Functions of the Cell Membrane

• Protects the cells by acting as a barrier.
• Regulates movement in and out of the cell via a "semi-permeable barrier."
• Provides shape to the cell.
• Receives chemical messengers for cell communication.
• Attaches the cell to other cells to form tissues.

Constituents of the Cell Membrane

• Lipids: Include and cholesterol, and phospholipids.
• Proteins: help give it shape

Phospholipids

• They form a bilayer.
• Each one has a hydrophilic head (attracts water) and hydrophobic tails (repels water).

Other components

• Carbohydrates: attach to proteins or lipids and play role in the signal recognition, signaling and adhesion.
• Cytoskeletal Components: They maintain shape and help facilitate the cells movement.
• Cholesterol: stabilizes membrane fluidity.

Membrane Fluidity

• Lipids and proteins move in the plane of the membrane.
• Fluidity is important for changing cell shape.

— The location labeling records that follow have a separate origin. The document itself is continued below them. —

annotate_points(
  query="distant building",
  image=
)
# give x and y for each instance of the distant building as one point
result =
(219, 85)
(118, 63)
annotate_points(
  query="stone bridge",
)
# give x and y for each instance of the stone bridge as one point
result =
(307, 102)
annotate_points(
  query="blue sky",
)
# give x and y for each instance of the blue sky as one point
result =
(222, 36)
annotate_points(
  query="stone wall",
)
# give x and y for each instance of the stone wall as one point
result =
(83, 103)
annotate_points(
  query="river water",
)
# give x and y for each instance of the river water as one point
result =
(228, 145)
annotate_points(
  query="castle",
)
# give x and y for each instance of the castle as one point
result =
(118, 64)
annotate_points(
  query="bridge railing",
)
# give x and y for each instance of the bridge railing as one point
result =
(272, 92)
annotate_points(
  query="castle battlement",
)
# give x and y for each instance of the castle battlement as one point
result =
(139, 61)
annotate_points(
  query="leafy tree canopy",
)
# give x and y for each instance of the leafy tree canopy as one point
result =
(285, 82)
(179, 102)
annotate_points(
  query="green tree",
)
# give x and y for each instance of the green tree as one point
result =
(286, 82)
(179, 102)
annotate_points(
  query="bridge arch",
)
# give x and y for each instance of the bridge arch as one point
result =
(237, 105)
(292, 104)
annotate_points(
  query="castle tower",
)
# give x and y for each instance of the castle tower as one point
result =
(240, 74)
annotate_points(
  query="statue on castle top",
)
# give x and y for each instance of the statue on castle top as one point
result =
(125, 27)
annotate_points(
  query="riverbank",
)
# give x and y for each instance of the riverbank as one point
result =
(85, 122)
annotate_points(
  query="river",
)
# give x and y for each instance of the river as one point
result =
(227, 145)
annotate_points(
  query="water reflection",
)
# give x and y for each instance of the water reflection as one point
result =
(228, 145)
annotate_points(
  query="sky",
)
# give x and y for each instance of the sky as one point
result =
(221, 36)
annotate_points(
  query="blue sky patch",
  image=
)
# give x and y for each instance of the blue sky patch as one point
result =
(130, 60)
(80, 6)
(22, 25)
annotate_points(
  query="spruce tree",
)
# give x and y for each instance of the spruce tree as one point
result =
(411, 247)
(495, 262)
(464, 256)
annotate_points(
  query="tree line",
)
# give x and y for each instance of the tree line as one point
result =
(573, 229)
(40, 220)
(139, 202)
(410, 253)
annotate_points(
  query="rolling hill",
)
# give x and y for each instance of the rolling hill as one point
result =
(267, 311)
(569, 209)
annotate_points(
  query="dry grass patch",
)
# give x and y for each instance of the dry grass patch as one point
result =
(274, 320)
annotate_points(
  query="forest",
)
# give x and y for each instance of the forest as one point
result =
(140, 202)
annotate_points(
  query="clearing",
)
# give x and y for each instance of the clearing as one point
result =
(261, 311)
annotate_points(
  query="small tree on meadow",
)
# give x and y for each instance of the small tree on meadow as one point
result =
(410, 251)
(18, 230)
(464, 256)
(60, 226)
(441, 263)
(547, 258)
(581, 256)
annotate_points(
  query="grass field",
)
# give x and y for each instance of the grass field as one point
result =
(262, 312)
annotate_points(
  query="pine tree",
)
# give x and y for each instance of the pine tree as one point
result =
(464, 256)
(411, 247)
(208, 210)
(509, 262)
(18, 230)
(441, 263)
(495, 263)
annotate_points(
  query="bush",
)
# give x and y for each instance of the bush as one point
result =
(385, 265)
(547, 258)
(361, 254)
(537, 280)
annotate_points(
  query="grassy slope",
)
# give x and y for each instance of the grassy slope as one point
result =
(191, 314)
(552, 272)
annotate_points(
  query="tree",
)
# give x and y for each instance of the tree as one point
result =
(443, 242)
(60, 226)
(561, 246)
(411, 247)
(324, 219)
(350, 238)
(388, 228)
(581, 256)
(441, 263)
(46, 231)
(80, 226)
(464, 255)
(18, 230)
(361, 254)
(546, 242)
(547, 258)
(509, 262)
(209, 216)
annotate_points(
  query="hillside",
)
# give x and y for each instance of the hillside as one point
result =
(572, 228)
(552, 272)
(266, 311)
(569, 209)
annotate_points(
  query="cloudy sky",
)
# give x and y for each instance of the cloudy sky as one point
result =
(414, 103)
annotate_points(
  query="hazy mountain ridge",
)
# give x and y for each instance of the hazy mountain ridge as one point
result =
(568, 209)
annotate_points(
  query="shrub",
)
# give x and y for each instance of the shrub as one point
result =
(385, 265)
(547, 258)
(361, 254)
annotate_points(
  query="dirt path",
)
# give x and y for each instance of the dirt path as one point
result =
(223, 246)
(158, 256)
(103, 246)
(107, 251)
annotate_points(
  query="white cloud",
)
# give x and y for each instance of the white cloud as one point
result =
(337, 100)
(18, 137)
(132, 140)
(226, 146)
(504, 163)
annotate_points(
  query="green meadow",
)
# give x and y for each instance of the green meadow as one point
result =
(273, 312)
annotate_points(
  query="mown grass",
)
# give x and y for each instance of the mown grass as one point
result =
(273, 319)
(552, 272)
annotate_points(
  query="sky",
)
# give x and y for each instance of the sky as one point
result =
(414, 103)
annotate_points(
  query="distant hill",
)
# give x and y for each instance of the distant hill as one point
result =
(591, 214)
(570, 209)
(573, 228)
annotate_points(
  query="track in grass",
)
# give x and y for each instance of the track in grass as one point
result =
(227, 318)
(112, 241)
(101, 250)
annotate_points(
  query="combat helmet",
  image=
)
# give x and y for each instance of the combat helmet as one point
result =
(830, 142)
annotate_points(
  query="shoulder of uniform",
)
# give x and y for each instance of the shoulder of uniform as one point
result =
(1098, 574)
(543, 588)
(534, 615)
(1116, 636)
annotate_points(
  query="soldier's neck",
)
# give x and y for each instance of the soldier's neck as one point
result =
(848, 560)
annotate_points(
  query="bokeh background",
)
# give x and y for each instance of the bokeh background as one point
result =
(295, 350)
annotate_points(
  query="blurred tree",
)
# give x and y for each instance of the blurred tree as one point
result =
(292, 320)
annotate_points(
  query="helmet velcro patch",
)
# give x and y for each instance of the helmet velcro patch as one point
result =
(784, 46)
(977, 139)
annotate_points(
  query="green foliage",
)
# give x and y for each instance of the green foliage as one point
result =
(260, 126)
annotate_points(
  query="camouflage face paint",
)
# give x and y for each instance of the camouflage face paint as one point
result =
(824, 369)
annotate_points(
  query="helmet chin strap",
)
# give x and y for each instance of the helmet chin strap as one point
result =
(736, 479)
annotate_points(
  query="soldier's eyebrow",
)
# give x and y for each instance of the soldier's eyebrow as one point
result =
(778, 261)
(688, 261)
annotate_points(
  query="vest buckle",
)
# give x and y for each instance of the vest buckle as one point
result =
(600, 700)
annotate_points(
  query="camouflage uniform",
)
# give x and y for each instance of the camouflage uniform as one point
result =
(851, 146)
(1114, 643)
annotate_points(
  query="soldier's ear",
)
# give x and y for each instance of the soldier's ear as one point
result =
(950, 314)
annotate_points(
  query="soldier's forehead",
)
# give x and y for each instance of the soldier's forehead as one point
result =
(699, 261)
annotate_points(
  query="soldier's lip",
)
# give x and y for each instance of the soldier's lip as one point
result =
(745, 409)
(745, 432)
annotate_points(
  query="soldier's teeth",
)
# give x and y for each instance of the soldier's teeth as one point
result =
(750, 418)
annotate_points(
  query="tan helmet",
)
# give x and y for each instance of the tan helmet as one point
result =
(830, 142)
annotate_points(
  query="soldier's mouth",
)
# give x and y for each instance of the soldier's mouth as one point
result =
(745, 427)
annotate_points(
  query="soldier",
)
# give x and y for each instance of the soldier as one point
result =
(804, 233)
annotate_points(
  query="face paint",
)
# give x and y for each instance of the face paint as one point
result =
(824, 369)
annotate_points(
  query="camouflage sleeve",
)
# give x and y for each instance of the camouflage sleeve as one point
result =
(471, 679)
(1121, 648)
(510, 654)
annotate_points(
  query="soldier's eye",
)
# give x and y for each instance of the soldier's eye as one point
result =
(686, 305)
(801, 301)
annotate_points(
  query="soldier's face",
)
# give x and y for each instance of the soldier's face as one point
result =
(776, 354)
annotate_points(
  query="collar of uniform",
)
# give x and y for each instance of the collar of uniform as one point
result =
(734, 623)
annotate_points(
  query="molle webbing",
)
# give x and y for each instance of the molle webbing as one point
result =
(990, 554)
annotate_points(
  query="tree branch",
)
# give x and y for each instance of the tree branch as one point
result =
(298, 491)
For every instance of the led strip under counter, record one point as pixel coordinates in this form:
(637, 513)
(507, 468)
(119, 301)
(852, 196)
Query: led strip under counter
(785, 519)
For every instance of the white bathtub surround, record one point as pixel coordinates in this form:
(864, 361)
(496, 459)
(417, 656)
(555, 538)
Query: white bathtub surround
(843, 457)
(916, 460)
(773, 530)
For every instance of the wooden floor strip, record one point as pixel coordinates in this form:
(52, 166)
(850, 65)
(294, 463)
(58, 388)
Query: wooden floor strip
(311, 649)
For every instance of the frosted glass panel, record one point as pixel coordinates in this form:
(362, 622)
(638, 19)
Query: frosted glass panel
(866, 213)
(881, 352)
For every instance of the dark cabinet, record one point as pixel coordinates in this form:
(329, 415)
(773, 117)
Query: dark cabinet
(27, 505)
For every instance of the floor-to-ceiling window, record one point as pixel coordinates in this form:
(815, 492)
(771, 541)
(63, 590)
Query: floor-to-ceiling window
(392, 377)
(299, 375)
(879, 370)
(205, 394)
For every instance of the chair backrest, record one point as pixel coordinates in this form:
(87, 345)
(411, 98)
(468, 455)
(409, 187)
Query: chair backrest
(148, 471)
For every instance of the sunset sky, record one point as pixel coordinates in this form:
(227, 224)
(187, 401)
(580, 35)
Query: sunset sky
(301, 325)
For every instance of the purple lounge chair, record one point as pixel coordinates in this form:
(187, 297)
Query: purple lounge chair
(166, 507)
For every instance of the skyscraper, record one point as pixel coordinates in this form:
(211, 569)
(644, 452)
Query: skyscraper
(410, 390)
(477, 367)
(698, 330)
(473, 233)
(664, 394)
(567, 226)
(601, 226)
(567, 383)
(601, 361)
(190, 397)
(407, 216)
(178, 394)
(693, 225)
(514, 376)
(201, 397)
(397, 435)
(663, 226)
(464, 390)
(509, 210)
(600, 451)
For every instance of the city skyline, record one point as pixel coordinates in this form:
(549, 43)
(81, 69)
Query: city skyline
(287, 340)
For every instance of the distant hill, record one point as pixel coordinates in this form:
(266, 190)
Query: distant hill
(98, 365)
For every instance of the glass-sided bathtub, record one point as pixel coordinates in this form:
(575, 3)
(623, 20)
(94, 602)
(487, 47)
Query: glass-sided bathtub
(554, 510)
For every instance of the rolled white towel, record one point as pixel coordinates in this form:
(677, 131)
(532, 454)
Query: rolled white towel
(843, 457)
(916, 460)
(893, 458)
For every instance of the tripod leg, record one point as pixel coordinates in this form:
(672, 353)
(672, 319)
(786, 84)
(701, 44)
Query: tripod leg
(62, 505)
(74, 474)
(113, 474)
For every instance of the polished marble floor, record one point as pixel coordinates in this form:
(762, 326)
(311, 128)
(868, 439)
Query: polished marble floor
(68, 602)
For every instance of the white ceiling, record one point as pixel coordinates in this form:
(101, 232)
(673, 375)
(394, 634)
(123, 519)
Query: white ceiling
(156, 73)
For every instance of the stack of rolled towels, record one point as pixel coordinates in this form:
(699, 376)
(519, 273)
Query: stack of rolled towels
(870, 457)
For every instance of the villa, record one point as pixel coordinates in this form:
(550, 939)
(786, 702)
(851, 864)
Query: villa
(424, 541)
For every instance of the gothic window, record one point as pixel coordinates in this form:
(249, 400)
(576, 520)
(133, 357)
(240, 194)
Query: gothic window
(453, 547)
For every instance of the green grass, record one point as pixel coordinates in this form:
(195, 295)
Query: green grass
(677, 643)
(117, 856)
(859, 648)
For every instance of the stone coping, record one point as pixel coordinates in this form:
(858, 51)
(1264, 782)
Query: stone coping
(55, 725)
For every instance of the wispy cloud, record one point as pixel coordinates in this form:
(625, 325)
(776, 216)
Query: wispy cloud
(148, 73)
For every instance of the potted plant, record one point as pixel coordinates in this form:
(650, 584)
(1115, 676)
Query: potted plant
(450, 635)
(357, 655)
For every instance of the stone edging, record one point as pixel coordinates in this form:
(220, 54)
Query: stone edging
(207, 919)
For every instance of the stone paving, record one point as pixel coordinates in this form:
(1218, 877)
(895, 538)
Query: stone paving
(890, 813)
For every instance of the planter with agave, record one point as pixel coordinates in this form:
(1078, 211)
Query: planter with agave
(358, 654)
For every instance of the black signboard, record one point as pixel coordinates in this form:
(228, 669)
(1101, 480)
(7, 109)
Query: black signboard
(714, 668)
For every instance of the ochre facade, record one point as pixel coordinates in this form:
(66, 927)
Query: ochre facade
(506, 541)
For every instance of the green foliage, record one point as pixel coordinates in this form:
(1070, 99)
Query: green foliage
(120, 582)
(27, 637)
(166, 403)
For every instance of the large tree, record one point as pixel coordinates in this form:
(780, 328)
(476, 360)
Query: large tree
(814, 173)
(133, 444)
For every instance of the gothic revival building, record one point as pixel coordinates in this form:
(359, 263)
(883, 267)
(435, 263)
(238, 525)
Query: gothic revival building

Factors Affecting Membrane Fluidity

• Increased cholesterol decreases fluidity.
• Saturated fatty acids decrease fluidity; unsaturated fatty acids increase fluidity.

Proteins in cell membranes

• Integral Proteins: Embedded within the lipid bilayer and acts a channel to transport molecules
• Peripheral Proteins: Loosely attached to the membrane's exterior or interior surfaces and helps it communicate and keep its shape.